Breast cancer (BC) is the leading cause of cancer death among women worldwide. Women employed in shift jobs face heightened BC risk due to prolonged exposure to night shift work (NSW), classified as potentially carcinogenic by the International Agency for Research on Cancer (IARC). This risk is linked to disruptions in circadian rhythms governed by clock genes at the cellular level. However, the molecular mechanisms are unclear. This study aimed to assess clock genes as potential BC biomarkers among women exposed to long-term NSW. Clock gene expression was analysed in paired BC and normal breast tissues within Nurses' Health Studies I and II GEO datasets. Validation was performed on additional gene expression datasets from healthy night shift workers and women with varying BC susceptibility, as well as single-cell sequencing datasets. Post-transcriptional regulators of clock genes were identified through miRNA analyses. Significant alterations in clock gene expression in BC compared to normal tissues were found. BHLHE40, CIART, CLOCK, PDPK1, and TIMELESS were over-expressed, while HLF, NFIL3, NPAS3, PER1, PER3, SIM1, and TEF were under-expressed. The downregulation of PER1 and TEF and upregulation of CLOCK correlated with increased BC risk in healthy women. Also, twenty-six miRNAs, including miR-10a, miR-21, miR-107, and miR-34, were identified as potential post-transcriptional regulators influenced by NSW. In conclusion, a panel of clock genes and circadian miRNAs are suggested as BC susceptibility biomarkers among night shift workers, supporting implications for risk stratification and early detection strategies.

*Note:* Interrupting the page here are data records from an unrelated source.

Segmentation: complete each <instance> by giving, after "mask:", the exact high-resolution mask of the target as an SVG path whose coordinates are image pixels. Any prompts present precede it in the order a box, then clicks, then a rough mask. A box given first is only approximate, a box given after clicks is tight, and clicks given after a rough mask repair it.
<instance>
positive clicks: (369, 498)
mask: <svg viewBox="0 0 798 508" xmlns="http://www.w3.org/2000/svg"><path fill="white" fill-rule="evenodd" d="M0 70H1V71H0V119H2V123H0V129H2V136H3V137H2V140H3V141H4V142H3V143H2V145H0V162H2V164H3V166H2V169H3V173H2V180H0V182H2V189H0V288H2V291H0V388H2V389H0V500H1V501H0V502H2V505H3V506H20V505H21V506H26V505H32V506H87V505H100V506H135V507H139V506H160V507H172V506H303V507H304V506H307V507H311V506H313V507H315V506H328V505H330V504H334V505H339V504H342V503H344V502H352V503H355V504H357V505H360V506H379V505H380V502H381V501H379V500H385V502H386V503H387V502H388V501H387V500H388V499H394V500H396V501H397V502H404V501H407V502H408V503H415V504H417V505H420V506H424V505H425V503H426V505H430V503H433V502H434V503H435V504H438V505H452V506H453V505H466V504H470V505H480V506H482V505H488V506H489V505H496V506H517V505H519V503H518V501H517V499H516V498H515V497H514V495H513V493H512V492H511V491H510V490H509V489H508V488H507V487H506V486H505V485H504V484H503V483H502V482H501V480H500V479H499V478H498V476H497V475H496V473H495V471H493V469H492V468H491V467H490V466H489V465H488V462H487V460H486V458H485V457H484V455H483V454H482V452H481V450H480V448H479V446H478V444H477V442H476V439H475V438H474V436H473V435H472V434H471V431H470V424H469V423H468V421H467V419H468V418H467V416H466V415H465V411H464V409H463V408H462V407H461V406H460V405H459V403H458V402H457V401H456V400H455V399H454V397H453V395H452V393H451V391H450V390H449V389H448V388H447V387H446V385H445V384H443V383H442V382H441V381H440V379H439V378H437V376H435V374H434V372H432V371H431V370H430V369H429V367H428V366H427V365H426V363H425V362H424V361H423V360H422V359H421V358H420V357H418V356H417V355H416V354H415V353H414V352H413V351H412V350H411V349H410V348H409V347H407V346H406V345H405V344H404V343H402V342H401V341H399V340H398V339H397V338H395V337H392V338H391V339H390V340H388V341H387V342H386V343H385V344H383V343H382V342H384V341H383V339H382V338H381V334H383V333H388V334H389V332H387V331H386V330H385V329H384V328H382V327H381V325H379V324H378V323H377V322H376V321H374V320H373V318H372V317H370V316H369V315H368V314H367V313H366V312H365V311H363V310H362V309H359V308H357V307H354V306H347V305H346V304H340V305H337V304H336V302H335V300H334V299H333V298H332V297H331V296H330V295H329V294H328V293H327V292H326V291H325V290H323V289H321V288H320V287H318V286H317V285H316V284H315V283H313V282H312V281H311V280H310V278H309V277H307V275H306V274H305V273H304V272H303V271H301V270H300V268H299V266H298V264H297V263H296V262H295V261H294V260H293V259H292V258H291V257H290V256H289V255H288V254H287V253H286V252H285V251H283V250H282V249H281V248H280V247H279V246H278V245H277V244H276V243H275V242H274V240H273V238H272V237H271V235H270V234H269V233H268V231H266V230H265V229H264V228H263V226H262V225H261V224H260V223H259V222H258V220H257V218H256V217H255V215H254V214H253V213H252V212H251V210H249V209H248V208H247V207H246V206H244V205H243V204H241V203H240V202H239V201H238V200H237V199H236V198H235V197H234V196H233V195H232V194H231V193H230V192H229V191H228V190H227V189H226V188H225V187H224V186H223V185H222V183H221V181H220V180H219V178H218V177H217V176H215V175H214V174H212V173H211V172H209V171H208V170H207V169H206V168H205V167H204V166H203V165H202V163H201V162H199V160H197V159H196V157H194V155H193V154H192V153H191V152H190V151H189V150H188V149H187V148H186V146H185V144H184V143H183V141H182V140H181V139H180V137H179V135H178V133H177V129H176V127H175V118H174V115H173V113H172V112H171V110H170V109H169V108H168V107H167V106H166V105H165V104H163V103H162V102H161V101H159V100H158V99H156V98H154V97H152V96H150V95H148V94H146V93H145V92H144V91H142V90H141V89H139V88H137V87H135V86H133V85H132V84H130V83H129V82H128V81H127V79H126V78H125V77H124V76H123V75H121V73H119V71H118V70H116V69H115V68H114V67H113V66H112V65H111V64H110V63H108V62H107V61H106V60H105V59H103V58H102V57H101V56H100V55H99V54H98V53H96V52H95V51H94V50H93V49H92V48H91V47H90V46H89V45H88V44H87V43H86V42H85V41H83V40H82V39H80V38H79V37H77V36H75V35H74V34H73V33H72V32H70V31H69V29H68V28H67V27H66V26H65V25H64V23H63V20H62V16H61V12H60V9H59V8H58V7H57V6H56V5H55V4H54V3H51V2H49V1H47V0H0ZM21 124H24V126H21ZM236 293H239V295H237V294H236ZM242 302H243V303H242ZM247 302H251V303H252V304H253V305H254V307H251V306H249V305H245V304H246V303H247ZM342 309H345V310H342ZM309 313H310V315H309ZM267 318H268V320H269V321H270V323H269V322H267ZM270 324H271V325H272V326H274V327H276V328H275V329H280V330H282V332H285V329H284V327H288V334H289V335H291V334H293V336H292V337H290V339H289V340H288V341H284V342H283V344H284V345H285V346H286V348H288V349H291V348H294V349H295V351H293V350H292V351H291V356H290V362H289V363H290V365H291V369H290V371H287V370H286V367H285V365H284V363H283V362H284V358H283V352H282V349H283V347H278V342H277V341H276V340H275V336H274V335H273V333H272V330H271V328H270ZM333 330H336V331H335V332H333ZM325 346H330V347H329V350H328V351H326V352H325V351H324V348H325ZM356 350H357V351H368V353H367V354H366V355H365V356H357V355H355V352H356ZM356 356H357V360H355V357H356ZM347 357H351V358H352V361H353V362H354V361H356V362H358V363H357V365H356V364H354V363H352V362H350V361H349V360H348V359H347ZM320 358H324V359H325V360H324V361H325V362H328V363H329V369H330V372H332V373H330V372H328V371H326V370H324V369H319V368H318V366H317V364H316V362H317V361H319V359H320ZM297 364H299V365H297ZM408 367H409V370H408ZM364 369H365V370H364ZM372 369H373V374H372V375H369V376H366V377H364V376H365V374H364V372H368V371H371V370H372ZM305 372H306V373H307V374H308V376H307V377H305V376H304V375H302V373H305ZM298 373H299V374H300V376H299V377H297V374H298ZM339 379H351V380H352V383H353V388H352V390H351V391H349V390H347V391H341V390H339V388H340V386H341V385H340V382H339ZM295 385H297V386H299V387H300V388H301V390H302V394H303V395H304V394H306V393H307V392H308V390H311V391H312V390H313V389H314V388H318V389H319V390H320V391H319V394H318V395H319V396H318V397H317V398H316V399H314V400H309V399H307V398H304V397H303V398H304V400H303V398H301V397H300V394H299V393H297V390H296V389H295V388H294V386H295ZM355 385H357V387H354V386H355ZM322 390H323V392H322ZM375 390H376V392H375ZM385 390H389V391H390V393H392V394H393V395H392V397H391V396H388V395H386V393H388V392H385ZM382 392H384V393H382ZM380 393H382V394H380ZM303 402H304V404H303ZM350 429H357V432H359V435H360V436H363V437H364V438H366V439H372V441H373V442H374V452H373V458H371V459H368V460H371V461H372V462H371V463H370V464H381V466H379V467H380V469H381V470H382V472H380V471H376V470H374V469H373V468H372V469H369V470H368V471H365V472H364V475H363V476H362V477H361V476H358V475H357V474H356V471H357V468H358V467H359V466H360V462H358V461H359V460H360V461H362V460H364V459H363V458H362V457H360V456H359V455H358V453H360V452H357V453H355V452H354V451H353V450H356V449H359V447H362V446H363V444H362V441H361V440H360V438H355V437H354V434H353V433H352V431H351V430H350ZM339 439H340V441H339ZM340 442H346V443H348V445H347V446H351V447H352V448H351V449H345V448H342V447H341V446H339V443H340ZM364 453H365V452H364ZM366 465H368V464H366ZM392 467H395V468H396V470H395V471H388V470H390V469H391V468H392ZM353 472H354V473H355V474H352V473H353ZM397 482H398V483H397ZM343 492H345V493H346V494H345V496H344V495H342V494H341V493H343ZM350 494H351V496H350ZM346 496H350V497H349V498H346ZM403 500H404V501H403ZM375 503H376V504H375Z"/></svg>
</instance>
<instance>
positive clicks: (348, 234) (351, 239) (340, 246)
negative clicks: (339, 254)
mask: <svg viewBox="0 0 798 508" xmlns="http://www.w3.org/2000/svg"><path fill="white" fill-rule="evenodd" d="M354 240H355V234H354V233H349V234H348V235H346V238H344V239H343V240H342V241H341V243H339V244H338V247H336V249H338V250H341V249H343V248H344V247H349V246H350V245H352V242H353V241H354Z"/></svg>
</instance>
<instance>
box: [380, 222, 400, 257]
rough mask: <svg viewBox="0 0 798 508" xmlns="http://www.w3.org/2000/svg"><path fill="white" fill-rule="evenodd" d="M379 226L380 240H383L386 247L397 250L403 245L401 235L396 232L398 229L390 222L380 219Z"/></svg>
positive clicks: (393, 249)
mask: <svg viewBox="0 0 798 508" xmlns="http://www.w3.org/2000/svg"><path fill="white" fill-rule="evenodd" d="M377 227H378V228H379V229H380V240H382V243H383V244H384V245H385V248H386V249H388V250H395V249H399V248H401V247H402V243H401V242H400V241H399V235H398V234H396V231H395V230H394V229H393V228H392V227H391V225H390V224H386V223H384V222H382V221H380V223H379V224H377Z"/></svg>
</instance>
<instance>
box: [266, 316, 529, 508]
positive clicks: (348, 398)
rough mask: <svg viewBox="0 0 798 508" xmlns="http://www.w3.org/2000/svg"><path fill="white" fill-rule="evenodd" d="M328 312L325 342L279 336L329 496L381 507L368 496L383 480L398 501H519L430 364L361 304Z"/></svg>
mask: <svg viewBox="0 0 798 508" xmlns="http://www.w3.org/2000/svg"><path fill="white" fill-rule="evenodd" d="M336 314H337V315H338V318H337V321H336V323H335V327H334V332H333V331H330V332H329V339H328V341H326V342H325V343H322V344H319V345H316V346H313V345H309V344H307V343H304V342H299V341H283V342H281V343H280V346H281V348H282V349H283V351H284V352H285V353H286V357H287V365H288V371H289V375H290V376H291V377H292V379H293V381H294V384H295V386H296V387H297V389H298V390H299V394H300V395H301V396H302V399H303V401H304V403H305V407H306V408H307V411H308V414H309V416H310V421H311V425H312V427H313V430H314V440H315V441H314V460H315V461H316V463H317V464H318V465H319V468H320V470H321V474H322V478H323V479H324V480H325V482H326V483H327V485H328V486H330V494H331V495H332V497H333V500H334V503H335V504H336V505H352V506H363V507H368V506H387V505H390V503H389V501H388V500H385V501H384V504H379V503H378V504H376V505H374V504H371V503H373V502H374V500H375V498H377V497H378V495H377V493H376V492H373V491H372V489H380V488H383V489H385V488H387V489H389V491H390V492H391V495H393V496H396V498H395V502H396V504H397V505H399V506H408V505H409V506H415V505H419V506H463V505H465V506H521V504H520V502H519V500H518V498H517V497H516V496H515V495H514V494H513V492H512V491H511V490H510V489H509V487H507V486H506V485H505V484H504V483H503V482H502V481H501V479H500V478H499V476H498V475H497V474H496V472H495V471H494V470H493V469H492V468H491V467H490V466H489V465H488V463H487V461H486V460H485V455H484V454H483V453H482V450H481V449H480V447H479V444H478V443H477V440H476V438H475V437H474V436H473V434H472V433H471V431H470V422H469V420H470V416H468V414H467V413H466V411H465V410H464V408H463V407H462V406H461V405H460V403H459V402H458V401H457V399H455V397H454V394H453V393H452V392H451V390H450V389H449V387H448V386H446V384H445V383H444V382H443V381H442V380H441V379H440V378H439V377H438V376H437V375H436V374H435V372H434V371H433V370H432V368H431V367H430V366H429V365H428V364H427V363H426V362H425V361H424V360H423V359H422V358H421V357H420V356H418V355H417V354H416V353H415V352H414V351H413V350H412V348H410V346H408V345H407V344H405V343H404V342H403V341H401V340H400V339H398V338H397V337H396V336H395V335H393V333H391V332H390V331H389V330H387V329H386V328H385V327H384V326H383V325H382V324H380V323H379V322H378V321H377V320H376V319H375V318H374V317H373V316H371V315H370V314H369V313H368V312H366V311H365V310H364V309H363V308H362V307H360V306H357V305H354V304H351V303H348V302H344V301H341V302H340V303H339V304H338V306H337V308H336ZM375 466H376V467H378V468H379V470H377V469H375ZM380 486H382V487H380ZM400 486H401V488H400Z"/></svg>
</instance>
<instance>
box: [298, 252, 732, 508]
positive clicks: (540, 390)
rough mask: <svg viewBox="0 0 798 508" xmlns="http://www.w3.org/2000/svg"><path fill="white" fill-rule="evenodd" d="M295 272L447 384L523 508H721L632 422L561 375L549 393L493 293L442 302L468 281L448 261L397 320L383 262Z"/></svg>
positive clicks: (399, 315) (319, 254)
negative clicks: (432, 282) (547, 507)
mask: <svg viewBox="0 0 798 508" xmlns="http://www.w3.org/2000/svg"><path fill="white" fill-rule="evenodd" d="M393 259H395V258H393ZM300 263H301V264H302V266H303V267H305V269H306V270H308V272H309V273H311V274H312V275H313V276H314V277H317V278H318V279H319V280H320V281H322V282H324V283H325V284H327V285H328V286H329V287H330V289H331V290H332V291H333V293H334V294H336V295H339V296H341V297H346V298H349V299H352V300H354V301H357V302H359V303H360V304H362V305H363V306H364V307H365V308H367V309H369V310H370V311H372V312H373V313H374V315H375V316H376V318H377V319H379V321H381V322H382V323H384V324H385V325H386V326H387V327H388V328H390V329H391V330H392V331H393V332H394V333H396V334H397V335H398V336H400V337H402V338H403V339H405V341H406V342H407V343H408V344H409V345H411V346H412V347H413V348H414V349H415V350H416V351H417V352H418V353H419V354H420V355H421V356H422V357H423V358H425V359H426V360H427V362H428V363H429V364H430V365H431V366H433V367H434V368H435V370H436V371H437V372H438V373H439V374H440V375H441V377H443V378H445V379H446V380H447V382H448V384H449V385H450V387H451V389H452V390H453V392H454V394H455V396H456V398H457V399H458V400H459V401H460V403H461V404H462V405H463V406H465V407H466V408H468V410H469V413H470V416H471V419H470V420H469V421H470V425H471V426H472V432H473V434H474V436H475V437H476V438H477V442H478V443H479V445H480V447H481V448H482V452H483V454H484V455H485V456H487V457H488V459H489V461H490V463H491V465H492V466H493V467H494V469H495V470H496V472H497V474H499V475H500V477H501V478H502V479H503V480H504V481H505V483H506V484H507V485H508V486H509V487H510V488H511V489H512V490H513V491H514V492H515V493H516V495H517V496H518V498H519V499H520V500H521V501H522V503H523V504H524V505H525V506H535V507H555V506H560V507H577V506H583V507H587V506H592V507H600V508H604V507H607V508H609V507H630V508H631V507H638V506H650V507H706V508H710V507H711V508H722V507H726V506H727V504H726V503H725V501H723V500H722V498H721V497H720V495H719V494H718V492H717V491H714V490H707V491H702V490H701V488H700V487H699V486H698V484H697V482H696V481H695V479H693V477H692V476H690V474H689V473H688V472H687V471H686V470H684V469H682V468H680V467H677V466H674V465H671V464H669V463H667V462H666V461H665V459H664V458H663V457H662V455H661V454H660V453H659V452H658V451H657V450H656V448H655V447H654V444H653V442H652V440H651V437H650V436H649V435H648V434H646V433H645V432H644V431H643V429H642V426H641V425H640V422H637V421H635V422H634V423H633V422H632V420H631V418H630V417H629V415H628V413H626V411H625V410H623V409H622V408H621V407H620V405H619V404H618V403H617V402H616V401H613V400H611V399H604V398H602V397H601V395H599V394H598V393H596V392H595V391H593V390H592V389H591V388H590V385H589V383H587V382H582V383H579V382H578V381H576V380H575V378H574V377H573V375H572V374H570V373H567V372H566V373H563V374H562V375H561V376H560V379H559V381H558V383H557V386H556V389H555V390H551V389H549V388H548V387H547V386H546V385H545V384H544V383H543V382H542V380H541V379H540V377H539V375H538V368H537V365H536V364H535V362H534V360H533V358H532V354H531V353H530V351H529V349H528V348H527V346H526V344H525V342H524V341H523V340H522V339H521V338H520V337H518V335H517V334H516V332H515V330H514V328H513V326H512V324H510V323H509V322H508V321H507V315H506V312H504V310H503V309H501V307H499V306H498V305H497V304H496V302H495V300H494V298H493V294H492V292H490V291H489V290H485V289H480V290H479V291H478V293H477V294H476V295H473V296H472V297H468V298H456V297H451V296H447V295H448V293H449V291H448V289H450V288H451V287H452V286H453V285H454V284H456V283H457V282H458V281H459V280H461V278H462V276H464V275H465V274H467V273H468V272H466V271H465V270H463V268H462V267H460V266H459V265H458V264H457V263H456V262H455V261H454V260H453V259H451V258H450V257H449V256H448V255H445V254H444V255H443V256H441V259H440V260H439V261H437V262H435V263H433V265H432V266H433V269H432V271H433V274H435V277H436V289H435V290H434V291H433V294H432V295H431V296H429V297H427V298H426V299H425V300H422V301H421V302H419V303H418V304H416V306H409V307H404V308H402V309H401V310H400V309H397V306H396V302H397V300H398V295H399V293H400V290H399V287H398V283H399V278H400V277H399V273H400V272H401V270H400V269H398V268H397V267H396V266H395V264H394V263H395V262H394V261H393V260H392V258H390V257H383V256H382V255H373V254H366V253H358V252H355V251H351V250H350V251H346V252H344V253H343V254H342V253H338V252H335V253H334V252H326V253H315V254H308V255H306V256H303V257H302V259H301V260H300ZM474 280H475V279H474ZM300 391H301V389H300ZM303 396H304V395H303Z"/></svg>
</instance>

乳腺癌(BC)是全球女性癌症死亡的主要原因。从事轮班工作的女性由于长期暴露于夜班工作(NSW),面临更高的 BC 风险,国际癌症研究机构(IARC)将其归类为潜在致癌物质。这种风险与细胞水平时钟基因控制的昼夜节律紊乱有关。然而,分子机制尚不清楚。本研究旨在评估时钟基因作为长期暴露于 NSW 的女性潜在的 BC 生物标志物。在护士健康研究 I 和 II GEO 数据集内,分析了配对的 BC 和正常乳腺组织中的时钟基因表达。在来自健康夜班工人和不同 BC 易感性的女性的额外基因表达数据集以及单细胞测序数据集中进行了验证。通过 miRNA 分析鉴定了时钟基因的转录后调节因子。与正常组织相比,在 BC 中发现时钟基因表达存在显著改变。BHLHE40、CIART、CLOCK、PDPK1 和 TIMLESS 表达上调,而 HLF、NFIL3、NPAS3、PER1、PER3、SIM1 和 TEF 表达下调。PER1 和 TEF 的下调以及 CLOCK 的上调与健康女性中 BC 风险的增加相关。此外,还鉴定出 26 个 miRNA,包括 miR-10a、miR-21、miR-107 和 miR-34,它们被认为是受 NSW 影响的潜在转录后调节因子。总之,一组时钟基因和昼夜节律 miRNA 被建议作为夜班工人中 BC 易感性的生物标志物,支持风险分层和早期检测策略的应用。